The clothes featured on Marquez can all be purchased at Free People, and the romantic ways in which they are displayed are more touching then just seeing clothing draped over a store mannequin. The clothes are part of a story, a story that makes one believe that if they themselves wear the lace lingerie, flowing white dresses and off shoulder blouses, they too will look incredibly cool and, if not fall in love, at least be lusted after.

One of the main reason why the TV show, “Girls” is so popular, is because it is relatable. Viewers look at the characters on the screen and see a little bit of themselves. Where “Girls” is relatable, Free People is dreamy and beautiful. By pairing the two opposites together, I believe the creators intended to draw viewers in through the familiarity of the show “Girls”, and keep them there to buy by showcasing the beauty of Free People.

Although potentially a successful idea, in this case, the creators did not pull off this technique because of the lack of one essential thing: the awkwardness that is portrayed in “Girls.” “Girls is relatable because not all of the characters are made to look drop dead gorgeous. The characters aren’t always wearing the perfect outfits, and they don’t make the best decisions.

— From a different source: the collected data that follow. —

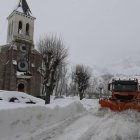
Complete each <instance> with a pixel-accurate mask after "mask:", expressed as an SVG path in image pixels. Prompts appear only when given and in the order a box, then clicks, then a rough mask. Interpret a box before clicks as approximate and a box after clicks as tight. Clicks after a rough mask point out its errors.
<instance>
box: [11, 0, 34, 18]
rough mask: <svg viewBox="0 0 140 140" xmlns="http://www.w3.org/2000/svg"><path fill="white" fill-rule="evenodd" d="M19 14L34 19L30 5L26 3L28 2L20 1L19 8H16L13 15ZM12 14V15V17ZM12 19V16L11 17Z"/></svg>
mask: <svg viewBox="0 0 140 140" xmlns="http://www.w3.org/2000/svg"><path fill="white" fill-rule="evenodd" d="M15 11H16V12H19V13H22V14H24V15H27V16H29V17H34V16H33V14H32V12H31V10H30V8H29V6H28V3H27V2H26V0H19V2H18V4H17V6H16V7H15V9H14V10H13V11H12V14H13V13H14V12H15ZM12 14H10V15H12ZM9 17H10V16H9Z"/></svg>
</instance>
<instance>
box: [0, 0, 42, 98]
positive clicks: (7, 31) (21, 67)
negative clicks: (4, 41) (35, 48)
mask: <svg viewBox="0 0 140 140" xmlns="http://www.w3.org/2000/svg"><path fill="white" fill-rule="evenodd" d="M7 20H8V29H7V44H6V45H3V46H0V90H9V91H21V92H26V93H28V94H30V95H33V96H38V95H40V93H41V75H40V74H39V72H38V69H39V68H40V67H42V59H41V55H40V54H39V52H38V51H37V50H36V49H35V48H34V41H33V37H34V21H35V17H34V16H33V15H32V12H31V10H30V8H29V6H28V4H27V2H26V0H19V3H18V6H17V7H16V8H15V9H14V11H13V12H12V13H11V14H10V15H9V16H8V18H7Z"/></svg>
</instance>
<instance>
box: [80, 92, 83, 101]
mask: <svg viewBox="0 0 140 140" xmlns="http://www.w3.org/2000/svg"><path fill="white" fill-rule="evenodd" d="M82 99H83V93H82V92H81V93H80V100H82Z"/></svg>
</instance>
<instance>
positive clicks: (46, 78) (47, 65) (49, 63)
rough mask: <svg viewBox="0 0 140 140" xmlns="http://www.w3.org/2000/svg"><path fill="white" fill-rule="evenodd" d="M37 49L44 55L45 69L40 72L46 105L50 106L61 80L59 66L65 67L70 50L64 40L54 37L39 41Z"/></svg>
mask: <svg viewBox="0 0 140 140" xmlns="http://www.w3.org/2000/svg"><path fill="white" fill-rule="evenodd" d="M37 49H38V51H39V52H40V54H41V55H42V60H43V68H40V69H39V70H38V71H39V72H40V74H41V75H42V77H43V79H44V80H43V86H44V91H45V93H46V101H45V104H50V95H51V94H52V93H53V90H54V88H55V85H56V82H57V81H58V79H59V75H60V70H59V66H60V65H61V66H63V64H64V63H65V60H66V58H67V56H68V49H67V48H66V46H65V44H64V43H63V40H62V39H61V38H60V37H59V38H57V37H56V36H53V35H45V36H44V37H42V38H40V39H39V40H38V41H37Z"/></svg>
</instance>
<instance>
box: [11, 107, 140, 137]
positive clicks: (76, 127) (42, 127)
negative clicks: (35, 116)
mask: <svg viewBox="0 0 140 140" xmlns="http://www.w3.org/2000/svg"><path fill="white" fill-rule="evenodd" d="M139 139H140V115H139V114H138V113H137V112H136V111H133V110H127V111H124V112H113V111H110V110H109V109H99V110H95V109H90V110H88V111H86V112H85V113H84V114H82V115H79V116H74V117H73V118H71V119H65V120H62V121H61V122H58V123H55V124H53V123H51V124H45V125H43V126H40V127H36V128H34V129H32V130H30V131H29V132H28V133H25V134H23V135H21V136H17V137H16V138H14V139H13V140H139Z"/></svg>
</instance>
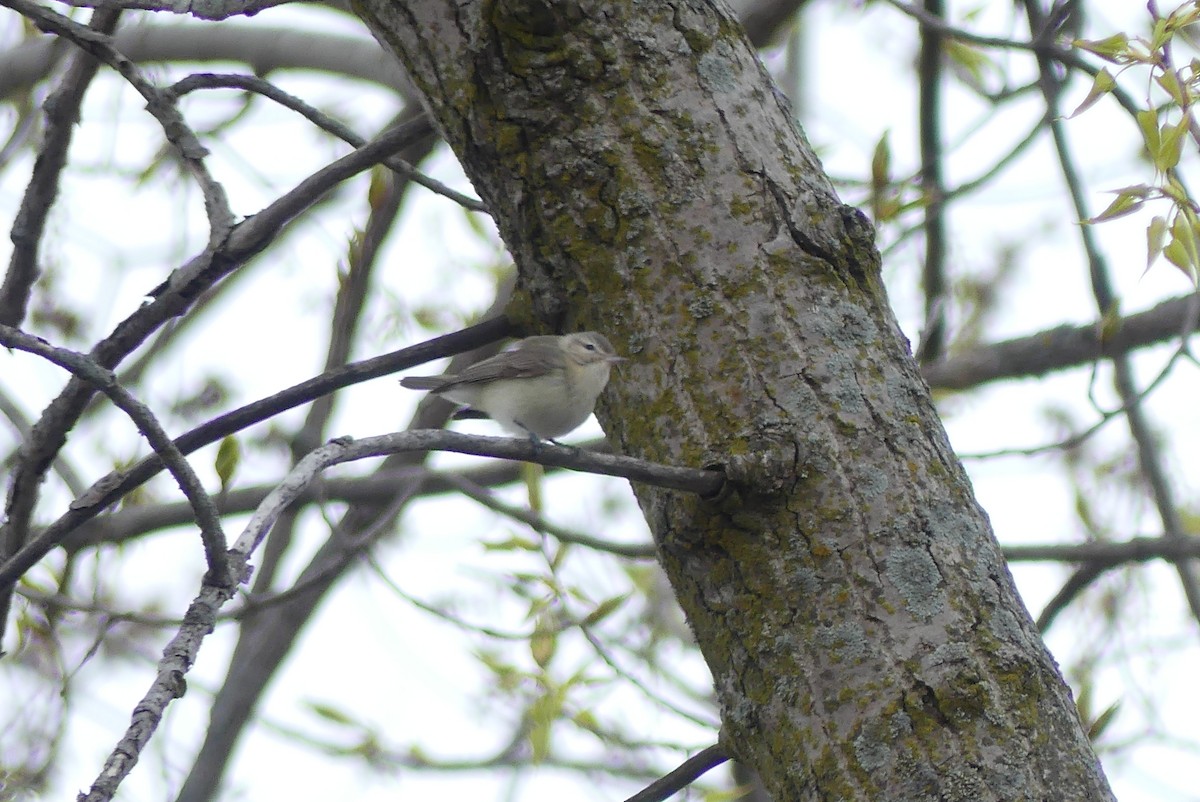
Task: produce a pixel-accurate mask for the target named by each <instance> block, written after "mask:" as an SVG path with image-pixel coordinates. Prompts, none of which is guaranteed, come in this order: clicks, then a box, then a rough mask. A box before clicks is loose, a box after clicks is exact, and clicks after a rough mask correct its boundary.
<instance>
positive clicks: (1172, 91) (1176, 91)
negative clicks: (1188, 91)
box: [1154, 70, 1183, 107]
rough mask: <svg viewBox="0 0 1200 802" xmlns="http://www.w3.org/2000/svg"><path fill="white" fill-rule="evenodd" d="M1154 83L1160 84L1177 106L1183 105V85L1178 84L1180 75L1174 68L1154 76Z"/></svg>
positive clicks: (1166, 70)
mask: <svg viewBox="0 0 1200 802" xmlns="http://www.w3.org/2000/svg"><path fill="white" fill-rule="evenodd" d="M1154 83H1157V84H1158V85H1159V86H1162V88H1163V89H1164V90H1165V91H1166V94H1168V95H1170V96H1171V100H1172V101H1175V103H1176V104H1177V106H1181V107H1182V106H1183V86H1182V85H1180V76H1178V73H1177V72H1175V70H1166V71H1164V72H1160V73H1158V74H1157V76H1154Z"/></svg>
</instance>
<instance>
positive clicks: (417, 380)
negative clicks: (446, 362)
mask: <svg viewBox="0 0 1200 802" xmlns="http://www.w3.org/2000/svg"><path fill="white" fill-rule="evenodd" d="M445 383H446V379H445V377H444V376H406V377H404V378H402V379H400V385H401V387H404V388H408V389H409V390H437V389H439V388H442V387H444V385H445Z"/></svg>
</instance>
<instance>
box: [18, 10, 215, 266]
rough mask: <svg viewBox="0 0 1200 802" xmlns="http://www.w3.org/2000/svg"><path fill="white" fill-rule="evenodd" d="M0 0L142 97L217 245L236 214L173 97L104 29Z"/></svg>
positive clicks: (197, 142) (211, 240)
mask: <svg viewBox="0 0 1200 802" xmlns="http://www.w3.org/2000/svg"><path fill="white" fill-rule="evenodd" d="M0 5H4V6H8V7H10V8H12V10H13V11H16V12H17V13H19V14H23V16H24V17H26V18H28V19H30V20H31V22H32V23H34V24H35V25H37V26H38V28H40V29H41V30H44V31H47V32H50V34H56V35H59V36H61V37H64V38H66V40H68V41H70V42H71V43H72V44H74V46H77V47H78V48H79V49H82V50H84V52H85V53H88V54H90V55H91V56H94V58H96V59H97V60H100V61H102V62H103V64H107V65H108V66H110V67H112V68H113V70H115V71H116V72H119V73H120V74H121V77H122V78H125V80H127V82H128V83H130V85H131V86H133V89H134V90H137V92H138V94H139V95H142V97H144V98H145V101H146V110H148V112H149V113H150V114H151V115H152V116H154V118H155V119H156V120H157V121H158V124H160V125H161V126H162V131H163V136H164V137H166V138H167V142H168V143H170V146H172V150H174V152H175V155H176V156H178V157H179V160H180V162H182V164H184V167H185V168H186V169H187V172H190V173H191V174H192V178H194V179H196V182H197V185H198V186H199V187H200V192H202V193H203V196H204V209H205V211H206V214H208V217H209V245H210V246H214V247H215V246H216V245H217V244H218V243H221V241H222V240H223V239H224V238H226V237H227V235H228V234H229V231H230V229H232V228H233V221H234V215H233V211H232V210H230V209H229V199H228V198H227V197H226V193H224V187H223V186H221V184H220V182H218V181H217V180H216V179H214V178H212V175H211V174H210V173H209V168H208V167H206V166H205V164H204V157H205V156H206V155H208V150H206V149H205V148H204V146H203V145H202V144H200V142H199V139H198V138H197V137H196V133H194V132H193V131H192V130H191V128H190V127H188V126H187V122H186V121H185V120H184V115H182V114H180V113H179V108H176V106H175V100H174V97H172V96H170V95H169V94H168V92H166V91H163V90H162V89H160V88H158V86H156V85H155V84H152V83H151V82H150V80H148V79H146V78H145V76H143V74H142V70H140V68H139V67H138V66H137V65H136V64H134V62H133V61H132V60H131V59H130V58H127V56H126V55H125V54H124V53H121V52H120V50H118V49H116V48H115V47H113V40H112V37H110V36H108V35H107V34H103V32H100V31H96V30H92V29H90V28H88V26H84V25H80V24H79V23H77V22H74V20H73V19H71V18H70V17H64V16H62V14H60V13H56V12H54V11H52V10H49V8H46V7H44V6H40V5H37V4H36V2H31V1H30V0H0ZM118 7H119V6H118Z"/></svg>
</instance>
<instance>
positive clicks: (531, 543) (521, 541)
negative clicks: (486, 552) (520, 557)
mask: <svg viewBox="0 0 1200 802" xmlns="http://www.w3.org/2000/svg"><path fill="white" fill-rule="evenodd" d="M482 546H484V551H541V544H539V543H538V541H536V540H530V539H529V538H522V537H518V535H515V534H514V535H511V537H509V538H508V539H506V540H485V541H484V543H482Z"/></svg>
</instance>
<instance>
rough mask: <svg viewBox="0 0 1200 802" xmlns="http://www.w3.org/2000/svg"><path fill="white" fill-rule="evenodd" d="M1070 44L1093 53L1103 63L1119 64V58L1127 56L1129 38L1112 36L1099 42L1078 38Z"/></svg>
mask: <svg viewBox="0 0 1200 802" xmlns="http://www.w3.org/2000/svg"><path fill="white" fill-rule="evenodd" d="M1072 44H1073V46H1074V47H1078V48H1079V49H1081V50H1087V52H1088V53H1094V54H1096V55H1098V56H1100V58H1102V59H1104V60H1105V61H1112V62H1114V64H1117V62H1120V61H1121V56H1126V55H1128V54H1129V37H1128V36H1126V35H1124V34H1114V35H1112V36H1108V37H1105V38H1100V40H1082V38H1078V40H1075V41H1074V42H1072Z"/></svg>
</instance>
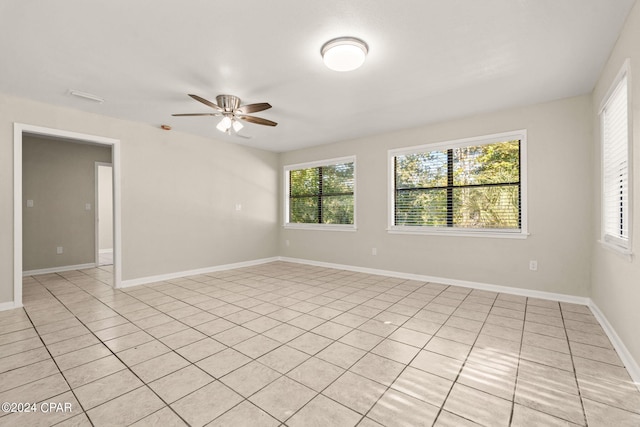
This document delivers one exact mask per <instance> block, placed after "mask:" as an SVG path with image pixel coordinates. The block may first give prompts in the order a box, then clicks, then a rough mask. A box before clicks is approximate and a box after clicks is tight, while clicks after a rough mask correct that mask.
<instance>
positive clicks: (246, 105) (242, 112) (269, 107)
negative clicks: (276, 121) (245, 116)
mask: <svg viewBox="0 0 640 427" xmlns="http://www.w3.org/2000/svg"><path fill="white" fill-rule="evenodd" d="M269 108H271V104H269V103H268V102H260V103H258V104H249V105H243V106H241V107H240V108H238V112H240V113H242V114H251V113H257V112H258V111H264V110H268V109H269Z"/></svg>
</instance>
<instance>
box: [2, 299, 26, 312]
mask: <svg viewBox="0 0 640 427" xmlns="http://www.w3.org/2000/svg"><path fill="white" fill-rule="evenodd" d="M14 308H22V305H21V304H16V303H15V302H13V301H8V302H0V311H6V310H13V309H14Z"/></svg>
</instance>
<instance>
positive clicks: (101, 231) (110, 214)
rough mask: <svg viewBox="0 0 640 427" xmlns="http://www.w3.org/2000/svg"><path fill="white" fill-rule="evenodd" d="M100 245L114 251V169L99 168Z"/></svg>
mask: <svg viewBox="0 0 640 427" xmlns="http://www.w3.org/2000/svg"><path fill="white" fill-rule="evenodd" d="M97 209H98V219H99V221H98V245H99V248H98V249H100V250H103V249H113V168H112V167H111V166H103V165H100V166H99V167H98V206H97Z"/></svg>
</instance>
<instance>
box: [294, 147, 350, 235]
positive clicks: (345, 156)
mask: <svg viewBox="0 0 640 427" xmlns="http://www.w3.org/2000/svg"><path fill="white" fill-rule="evenodd" d="M342 163H353V224H320V223H308V222H289V199H290V198H289V190H290V186H291V184H290V182H289V179H290V174H289V172H290V171H292V170H298V169H310V168H318V167H325V166H334V165H337V164H342ZM356 176H357V164H356V156H355V155H353V156H345V157H337V158H333V159H326V160H316V161H313V162H305V163H296V164H291V165H286V166H284V167H283V181H284V193H283V195H284V197H283V199H284V212H283V219H284V221H283V227H284V228H291V229H302V230H332V231H356V230H357V227H356V221H357V209H356V206H357V204H356V197H357V196H356V194H357V191H356V187H357V179H356Z"/></svg>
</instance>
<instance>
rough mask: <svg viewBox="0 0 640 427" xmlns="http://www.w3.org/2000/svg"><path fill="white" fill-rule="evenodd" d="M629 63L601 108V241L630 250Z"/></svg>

They are all a little bit desperate, a little bit selfish, their personalities a little bit ugly. The Free People advertisements are all beautiful, and they tell a story that captures the viewer, but they don’t remind the viewers of themselves. Once the short video is over, it’s over. It touches us in the moment, but nothing that lasts, nothing that differentiates this piece of film from the ordinary beautiful but superficial advertisement.

What do you think of Free People’s new advertisements?